As I write this, I am sitting at a small plastic table outside our room at Shea’s Riverside Inn and Motel in Essex, Massachusetts.
Our room, the Fredonia (#14), is flanked by the Caviare (#12) and the Eugenia J. (#15). Eugenia is the belle of the motel, as she offers a panoramic view of the Essex River estuary, whose waters empty into the Atlantic and, throughout the spring and summer months, supply tourists with great clouds of small biting insects.
Apart from these facts, Essex County is the birthplace of the comedian Bo Burnham, as well as the birthplace of the fried clam.
But all that is recent history. For in the 19th century and into the 20th, Essex was a shipbuilding powerhouse. It produced more two-masted fishing schooners than any other place in the world. Of the 4,000 schooners built in Essex — an astounding number — fewer than ten survive.

At the Cape Ann Museum
If you visit the Cape Ann Museum in Gloucester, you’ll find an entire wing dedicated to the painter Fitz Henry Lane (1804–1865). His many views of Gloucester harbour are sublime, luminous; as are his paintings of wooden schooners, which were mostly built in nearby Essex. Shipowners commissioned Lane to paint their ships, the way people today want portraits of their dogs and bungalows. You can see why Lane was kept busy. His paintings are impressively detailed and, as the plaques point out, easily withstand close scrutiny by the most demanding maritime historians. There isn’t a knot or plank out of place.
But after a while (these are not my dogs, my bungalows), the paintings all become rather the same thing: handsomely painted, closely observed wooden boats. The eye wanders, attention flags. You may as well be looking at paintings of haystacks and water lilies. And yet, Lane’s paintings of ships endure, even as the ships themselves moulder at the bottom of the ocean.

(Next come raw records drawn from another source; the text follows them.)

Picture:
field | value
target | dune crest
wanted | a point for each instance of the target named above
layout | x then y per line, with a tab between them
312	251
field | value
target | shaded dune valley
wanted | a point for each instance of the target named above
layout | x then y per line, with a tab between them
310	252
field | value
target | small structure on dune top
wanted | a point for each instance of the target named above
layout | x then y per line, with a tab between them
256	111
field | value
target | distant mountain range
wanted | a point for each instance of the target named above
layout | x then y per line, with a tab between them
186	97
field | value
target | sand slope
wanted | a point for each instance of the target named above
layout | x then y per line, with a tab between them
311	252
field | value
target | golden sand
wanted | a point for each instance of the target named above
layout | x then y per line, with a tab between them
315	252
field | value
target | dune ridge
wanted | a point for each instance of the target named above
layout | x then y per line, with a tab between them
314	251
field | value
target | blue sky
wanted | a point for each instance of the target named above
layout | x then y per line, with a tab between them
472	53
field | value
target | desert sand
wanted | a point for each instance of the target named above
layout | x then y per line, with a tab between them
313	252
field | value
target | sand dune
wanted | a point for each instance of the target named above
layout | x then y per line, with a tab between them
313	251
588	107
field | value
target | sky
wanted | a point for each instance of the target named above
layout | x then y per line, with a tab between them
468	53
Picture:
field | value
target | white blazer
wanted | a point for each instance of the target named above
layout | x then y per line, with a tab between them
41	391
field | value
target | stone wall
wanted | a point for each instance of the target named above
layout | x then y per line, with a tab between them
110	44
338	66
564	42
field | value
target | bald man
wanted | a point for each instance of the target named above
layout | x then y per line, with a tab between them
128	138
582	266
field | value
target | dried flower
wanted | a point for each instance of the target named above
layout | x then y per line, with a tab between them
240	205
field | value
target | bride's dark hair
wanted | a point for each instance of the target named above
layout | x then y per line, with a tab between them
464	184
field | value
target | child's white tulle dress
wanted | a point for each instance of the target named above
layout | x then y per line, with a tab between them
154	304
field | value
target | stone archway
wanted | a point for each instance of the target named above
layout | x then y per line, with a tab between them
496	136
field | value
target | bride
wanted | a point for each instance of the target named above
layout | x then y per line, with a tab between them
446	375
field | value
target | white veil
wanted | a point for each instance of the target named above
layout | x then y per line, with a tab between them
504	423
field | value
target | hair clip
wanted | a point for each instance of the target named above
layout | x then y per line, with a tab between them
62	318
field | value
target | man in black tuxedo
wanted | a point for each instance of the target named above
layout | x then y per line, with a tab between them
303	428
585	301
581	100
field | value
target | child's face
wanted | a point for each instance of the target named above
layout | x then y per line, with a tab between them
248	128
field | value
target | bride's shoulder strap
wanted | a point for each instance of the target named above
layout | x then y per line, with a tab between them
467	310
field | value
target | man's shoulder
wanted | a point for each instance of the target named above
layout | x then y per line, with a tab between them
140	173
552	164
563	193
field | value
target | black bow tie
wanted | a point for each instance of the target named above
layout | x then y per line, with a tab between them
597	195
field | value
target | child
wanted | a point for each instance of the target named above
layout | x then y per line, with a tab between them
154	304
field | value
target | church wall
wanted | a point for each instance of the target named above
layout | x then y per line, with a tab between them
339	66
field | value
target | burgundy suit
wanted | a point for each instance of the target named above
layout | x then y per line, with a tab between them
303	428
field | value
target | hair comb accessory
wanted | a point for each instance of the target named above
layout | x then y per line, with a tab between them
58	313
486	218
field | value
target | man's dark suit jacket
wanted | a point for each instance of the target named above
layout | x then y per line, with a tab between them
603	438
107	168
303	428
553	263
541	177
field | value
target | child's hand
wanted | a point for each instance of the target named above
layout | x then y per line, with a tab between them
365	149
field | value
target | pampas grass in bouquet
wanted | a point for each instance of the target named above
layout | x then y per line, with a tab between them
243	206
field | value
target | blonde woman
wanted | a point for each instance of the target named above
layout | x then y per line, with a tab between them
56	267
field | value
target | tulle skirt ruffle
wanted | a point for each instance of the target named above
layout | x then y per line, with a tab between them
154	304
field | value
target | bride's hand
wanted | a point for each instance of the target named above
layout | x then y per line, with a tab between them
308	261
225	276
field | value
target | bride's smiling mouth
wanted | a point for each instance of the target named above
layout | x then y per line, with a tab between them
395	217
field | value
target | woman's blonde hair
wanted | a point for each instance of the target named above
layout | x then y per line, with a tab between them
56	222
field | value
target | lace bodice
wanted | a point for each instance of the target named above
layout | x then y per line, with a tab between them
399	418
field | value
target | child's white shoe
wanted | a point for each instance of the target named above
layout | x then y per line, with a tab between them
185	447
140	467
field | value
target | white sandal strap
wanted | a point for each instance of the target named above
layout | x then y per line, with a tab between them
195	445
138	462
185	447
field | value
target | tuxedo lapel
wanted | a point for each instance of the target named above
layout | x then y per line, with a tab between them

I’m reminded of a visit to Prague Castle many years ago, roaming through a maze of stone galleries filled with seemingly identical paintings of the Madonna and Child. One echoing room after another, and everywhere the insipid smiles, everywhere the pasty flesh, the pervasive and suffocating sense of rapture and doom — for you know how this story ends. In shipwreck and, ultimately, in exaltation and boredom.
* * *
Somewhere in my basement is a box with a photographic portrait of six-year-old me. The photo is printed on textured, heavy paper, in shades of warm grey.
A photographer has been engaged, Greek of course. My mother has dressed me in a striped short-sleeve shirt and cuffed shorts. She hovers. The photographer places me on a coffee table, sideways, tells me to bend one knee. He tells me to smile, tilt my head. Hand under chin, now. Thoughtful. That’s it, now hold it.
Growing up, this photo was inescapable. For a long stretch, it was in an easel-backed frame and sat on a side table in the living room, a constant smiling rebuke. Always and everywhere, you are nothing more than this.
Fitz Henry Lane at the resurrection
Born Nathaniel Roger Lane in Gloucester, the painter apprenticed to a lithographer in Boston before returning home to launch his career as a maritime painter. What else we know about him: He was lame from an early age and went about on crutches. He may have been a Spiritualist. He never married. At age 26, he successfully petitioned the Massachusetts General Court to change his given names from Nathaniel Roger to Fitz Henry. No one knows why. This is one of several mysteries that attach to the artist. Here is another:
The house Fitz Henry Lane built, from Cape Ann granite, is today owned by the City of Gloucester. Handsome, plain and freshly cleaned, it stands on a hill at the waterfront and commands a fine view of Gloucester Bay. But for a long time after Lane’s death in 1865, the painter was forgotten and his many portraits of ships collected dust in grand houses throughout Boston and Cape Ann. Meanwhile the Lane House sat alone on its hill, neglected. It passed from one owner to the next.
Among these owners was the Polisson Family. Wandering through the Cape Ann Museum, I come across a black and white photo of the Polissons, in front of their new home. A date is scratched into the lower-right corner: April 6, 1914. The date is in Greek.
Five Polisson children sit cross-legged on a kourelou village rug in the foreground. Directly behind are two seated bouzouki players, in suits. Between them is a third man in a suit, possibly the singer. Other family members in white shirts and dresses stand at the back and form a kind of frieze or chorus. On the left is a moustached man with a cigar clamped in his mouth. He holds a tray of glass tumblers filled with wine. A man to his right, in a flat cap and tie, holds a roasted lamb on a long wooden skewer. The Easter feast is about to begin.
A quick picture, then, before we eat. That’s it. Hold it, now.
* * *
Jesus in Prague comes to mind. How the wheel of time turns, how things come round, with the seasons and the generations, but always with small surprises, with fresh signs of death and resurrection, with evidence of the sublime and ridiculous.